Personal Encyclopedias

Overall reception

  • Many found the project beautiful, inspiring, and a “wholesome” application of technology.
  • It resonates with people interested in genealogy, personal knowledge management, and “home‑cooked” software built for a tiny audience.
  • Several readers say it motivated them to start or revive their own family‑history or journaling projects.

Role of AI vs human curation

  • Some see AI here as a “bicycle for the mind”: it removes drudgery (cross‑referencing photos, logs, exports) while leaving intent and high‑level editing with the human.
  • Others argue AI becomes a true co‑author, not a neutral tool: it decides what matters based on available data, not on human significance.
  • Concerns about:
    • Loss of human craftsmanship and emotional labor in doing the work by hand.
    • “Wikipedia tone” and a sense of soullessness or depersonalization.
    • Overproduction of text at a scale no one can actually read.
  • A middle ground is suggested: use automation only for clustering, timelines, and linking, but keep narrative writing fully human.

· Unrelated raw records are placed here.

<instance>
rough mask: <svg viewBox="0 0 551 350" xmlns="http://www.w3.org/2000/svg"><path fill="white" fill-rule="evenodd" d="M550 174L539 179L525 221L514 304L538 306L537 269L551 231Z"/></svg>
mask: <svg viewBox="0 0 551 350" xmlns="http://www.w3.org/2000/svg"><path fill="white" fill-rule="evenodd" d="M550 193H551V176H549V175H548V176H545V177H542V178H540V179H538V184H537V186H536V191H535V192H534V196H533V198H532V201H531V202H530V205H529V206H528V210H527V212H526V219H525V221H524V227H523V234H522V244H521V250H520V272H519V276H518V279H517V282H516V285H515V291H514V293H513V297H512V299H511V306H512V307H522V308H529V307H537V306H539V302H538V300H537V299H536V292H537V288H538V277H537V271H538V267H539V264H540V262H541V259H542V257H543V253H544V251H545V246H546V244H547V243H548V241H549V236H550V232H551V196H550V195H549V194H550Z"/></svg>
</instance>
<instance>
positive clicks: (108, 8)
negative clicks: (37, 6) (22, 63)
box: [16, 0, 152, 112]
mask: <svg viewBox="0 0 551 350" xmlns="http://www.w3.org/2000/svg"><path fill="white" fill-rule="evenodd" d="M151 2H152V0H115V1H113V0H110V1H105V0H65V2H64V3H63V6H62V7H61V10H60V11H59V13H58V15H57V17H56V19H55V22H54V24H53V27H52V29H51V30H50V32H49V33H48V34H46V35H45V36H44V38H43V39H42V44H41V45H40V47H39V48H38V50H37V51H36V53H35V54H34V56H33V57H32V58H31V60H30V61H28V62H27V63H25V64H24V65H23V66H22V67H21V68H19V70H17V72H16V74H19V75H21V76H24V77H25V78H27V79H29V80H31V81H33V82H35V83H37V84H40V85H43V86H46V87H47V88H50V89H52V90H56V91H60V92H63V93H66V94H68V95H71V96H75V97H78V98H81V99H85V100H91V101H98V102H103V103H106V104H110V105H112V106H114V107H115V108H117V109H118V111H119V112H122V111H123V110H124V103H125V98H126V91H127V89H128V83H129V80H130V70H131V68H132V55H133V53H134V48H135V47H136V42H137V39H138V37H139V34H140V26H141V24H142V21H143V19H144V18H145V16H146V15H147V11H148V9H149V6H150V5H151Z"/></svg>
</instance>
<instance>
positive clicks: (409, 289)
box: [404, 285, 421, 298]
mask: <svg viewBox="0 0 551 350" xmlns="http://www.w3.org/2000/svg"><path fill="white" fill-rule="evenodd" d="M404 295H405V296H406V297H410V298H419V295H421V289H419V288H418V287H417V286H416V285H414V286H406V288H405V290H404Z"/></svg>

Privacy, consent, and data security

  • Strong discomfort with feeding location history, bank transactions, social media archives, and private chats into cloud LLMs.
  • Some stress that friends and relatives did not consent to having their private messages and life details ingested by an AI service.
  • Debate over which jurisdictions/companies are more trustworthy (US vs EU vs China), and how much to rely on terms of service vs worst‑case threat models.
  • Multiple readers advocate for local models or self‑hosted inference, and criticize marketing that calls the system “private” while recommending cloud LLMs.

Emotional, ethical, and family‑dynamics issues

  • Questions about what to include when other relatives will read it: divorce, illness, prison, war trauma, feuds, contested inheritances.
  • Some prefer memories to remain partial, subjective, or even forgotten; others value exhaustive archives for future generations.
  • Example of multigenerational diaries sparks debate: whether preserving hurtful or burdensome records is a gift or a cruelty.

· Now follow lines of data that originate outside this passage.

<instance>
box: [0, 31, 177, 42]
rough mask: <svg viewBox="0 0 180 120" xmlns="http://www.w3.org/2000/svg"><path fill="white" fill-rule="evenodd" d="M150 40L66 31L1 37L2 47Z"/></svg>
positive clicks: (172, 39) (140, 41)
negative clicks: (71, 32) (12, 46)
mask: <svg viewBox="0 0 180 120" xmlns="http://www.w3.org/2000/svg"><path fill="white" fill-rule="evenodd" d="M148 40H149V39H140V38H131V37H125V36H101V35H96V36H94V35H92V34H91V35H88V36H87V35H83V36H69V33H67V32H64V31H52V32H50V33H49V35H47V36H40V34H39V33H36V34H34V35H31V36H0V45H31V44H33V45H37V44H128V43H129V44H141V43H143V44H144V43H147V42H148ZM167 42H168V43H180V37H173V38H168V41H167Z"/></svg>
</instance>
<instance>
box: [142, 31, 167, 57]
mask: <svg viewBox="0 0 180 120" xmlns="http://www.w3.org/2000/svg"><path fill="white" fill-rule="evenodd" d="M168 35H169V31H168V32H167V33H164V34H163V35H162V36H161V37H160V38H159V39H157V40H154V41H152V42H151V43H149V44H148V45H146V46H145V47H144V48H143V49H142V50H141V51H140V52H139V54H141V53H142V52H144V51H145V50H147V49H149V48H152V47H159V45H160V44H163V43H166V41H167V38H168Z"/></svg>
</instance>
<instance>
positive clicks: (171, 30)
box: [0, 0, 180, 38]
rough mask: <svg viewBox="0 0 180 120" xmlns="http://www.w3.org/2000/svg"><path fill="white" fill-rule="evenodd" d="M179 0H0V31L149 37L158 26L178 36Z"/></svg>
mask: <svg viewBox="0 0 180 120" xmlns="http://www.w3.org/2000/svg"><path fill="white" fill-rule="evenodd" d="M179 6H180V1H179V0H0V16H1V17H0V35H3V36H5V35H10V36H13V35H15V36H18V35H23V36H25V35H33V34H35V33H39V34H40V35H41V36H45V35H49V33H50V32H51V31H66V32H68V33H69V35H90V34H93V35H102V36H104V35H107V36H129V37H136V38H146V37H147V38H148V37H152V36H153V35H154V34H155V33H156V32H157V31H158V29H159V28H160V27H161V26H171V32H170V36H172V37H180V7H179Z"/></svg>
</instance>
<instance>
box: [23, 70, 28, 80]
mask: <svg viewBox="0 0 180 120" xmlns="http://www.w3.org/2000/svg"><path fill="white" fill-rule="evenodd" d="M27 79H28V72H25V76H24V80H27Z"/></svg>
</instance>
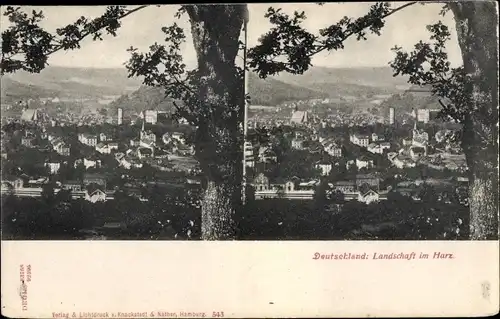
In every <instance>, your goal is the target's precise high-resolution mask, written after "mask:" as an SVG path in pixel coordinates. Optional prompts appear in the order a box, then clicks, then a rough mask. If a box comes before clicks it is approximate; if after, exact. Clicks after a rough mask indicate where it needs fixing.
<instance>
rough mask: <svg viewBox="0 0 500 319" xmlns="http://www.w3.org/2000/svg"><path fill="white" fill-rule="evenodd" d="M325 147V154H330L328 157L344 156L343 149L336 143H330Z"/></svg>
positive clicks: (331, 142) (325, 143)
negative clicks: (342, 155) (343, 155)
mask: <svg viewBox="0 0 500 319" xmlns="http://www.w3.org/2000/svg"><path fill="white" fill-rule="evenodd" d="M323 145H324V147H325V152H327V153H328V155H330V156H333V157H341V156H342V147H340V146H339V145H338V144H337V143H335V142H328V143H325V144H323Z"/></svg>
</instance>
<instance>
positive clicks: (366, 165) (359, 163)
mask: <svg viewBox="0 0 500 319" xmlns="http://www.w3.org/2000/svg"><path fill="white" fill-rule="evenodd" d="M356 167H357V168H358V169H362V168H372V167H373V160H371V159H368V158H365V157H361V158H356Z"/></svg>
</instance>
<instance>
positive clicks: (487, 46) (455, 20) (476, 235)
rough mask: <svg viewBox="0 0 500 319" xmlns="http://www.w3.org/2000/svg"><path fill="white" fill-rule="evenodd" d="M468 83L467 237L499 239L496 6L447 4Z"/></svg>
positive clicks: (482, 238) (460, 3)
mask: <svg viewBox="0 0 500 319" xmlns="http://www.w3.org/2000/svg"><path fill="white" fill-rule="evenodd" d="M449 6H450V7H451V9H452V11H453V14H454V17H455V22H456V27H457V36H458V42H459V45H460V48H461V51H462V58H463V63H464V69H465V72H466V74H467V76H468V78H469V80H470V81H469V82H468V83H466V88H465V89H466V90H467V91H468V92H467V93H468V94H469V95H470V96H471V103H470V104H471V105H469V112H468V113H467V115H466V118H465V122H464V132H463V133H464V134H463V141H462V146H463V148H464V151H465V155H466V158H467V164H468V167H469V180H470V181H469V205H470V222H469V224H470V230H469V231H470V238H471V239H498V232H499V229H498V157H497V156H498V141H497V136H498V135H497V134H498V126H497V123H498V53H497V38H498V36H497V28H498V20H497V8H496V3H495V2H486V1H467V2H466V1H464V2H452V3H449Z"/></svg>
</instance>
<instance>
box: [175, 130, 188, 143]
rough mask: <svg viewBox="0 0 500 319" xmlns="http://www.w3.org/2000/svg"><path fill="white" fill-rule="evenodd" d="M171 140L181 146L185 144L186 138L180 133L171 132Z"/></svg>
mask: <svg viewBox="0 0 500 319" xmlns="http://www.w3.org/2000/svg"><path fill="white" fill-rule="evenodd" d="M172 139H173V140H176V141H177V142H179V143H181V144H185V143H186V136H185V135H184V133H181V132H173V133H172Z"/></svg>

Digital legacy and longevity

  • Concern that a personal wiki survives only as long as one motivated maintainer and a working stack; if they die or lose interest, access may vanish.
  • Suggestions:
    • Use markdown or file‑based wikis and regularly export static HTML.
    • Complement digital systems with physical photo books, zines, notebooks, printed recipes, or annual albums.
    • Accept that not everything needs to be preserved; filtering and forgetting have value.

Tools and alternative practices

  • MediaWiki, PMWiki, DokuWiki, org‑roam, markdown‑based systems, and static export patterns are discussed as more durable bases.
  • Access‑control patterns (namespaces, transclusions, per‑user pages) can manage sensitive content for different family audiences.
  • Many share non‑AI approaches: handwritten yearly notebooks, commonplace books, Instax prints in journals, printed photo books, and email archives for children.